I don’t really have any set writing schedule right now. It’s been a bit crazy lately because I’ve had tons of story ideas, and I have almost a hundred stories that I’ve started and intend to finish (and even more I’ve started with no plans to finish). My big problem right now is starting a story and then starting another story and then another and so on. Since I don’t have a schedule, I really just write when I get an idea and pound out as much of the story as I can at once. I’m not the best about editing my work (sometimes I send it out as soon as I finish the last line without even reading it over – and sometimes it gets published this way). Then again I have other stories that I have edited dozens of times (some of which haven’t been published). I try to do a little writing every day, but sometimes I am just dry of ideas. Unfortunately, most of my ideas seem to come at bedtime, so I either have to stay up late, sketch notes, or try to remember them in the morning (which I often do). My biggest writing times are winter and summer. During fall and spring I’m also coaching sports at school, so I really don’t have much time at all. Leaving the house at 6AM and getting home at 6PM isn’t conducive for a strong writing lifestyle, especially when I have a family and a literary magazine to tend to. I manage somehow though. Last year I had around 40 stories accepted for publication, plus my first novel.

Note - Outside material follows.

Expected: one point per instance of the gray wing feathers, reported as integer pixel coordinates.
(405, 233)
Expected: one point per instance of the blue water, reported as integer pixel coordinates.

Wow, that’s really impressive! Where do you get your ideas?
I guess I just think about everything that happened that day, especially the little things. Like the other day I was at Barnes and Noble and noticed this massive section of Paranormal Teen Romance. So now I’m writing a story about a guy who goes into the bookstore looking for a book for his daughter. I don’t know where it’s going to go, but surely/hopefully it will go somewhere exciting. Probably lots of silly banter between the dad and the bookstore employee (who is a huge fan of the genre). Since most of what I have been writing is absurd lately, I guess I just try to think of things that haven’t been thought of before, and most of the ideas come from something that happened. I believe the story I wrote called ‘The Oaten Hands’ (the one where the guy has hands made of oats and becomes a horse whisperer) was written a day I ate a granola bar on a walk and got some oats stuck on my hands. Other times I have no idea where I got the idea. A very active imagination maybe? Lately I’ve been getting tons of ideas, but that seems to be how it goes; my head just gets flooded and I can’t seem to finish anything. Speaking of which, I should probably try to finish something now.
What are your writing goals for 2012?
- Get one of my four children’s books published. Anyone know a good agent?
- Submit an unpublished story to at least one publisher per day.
- Finish at least one short story per week.
- Finally get around to writing my second novel (loads of files of ideas and outlines have just been sitting around for several years).
- Market/publicize my novel and novella a little better (maybe a lot better).
Where can you be found online?
Goodreads, Facebook, Fictionaut, and of course at Bartleby Snopes. You can find a little list of my publications here: www.bartlebysnopes.com/ntower.htm
Thank you for having me on your blog. I’ve enjoyed my time here.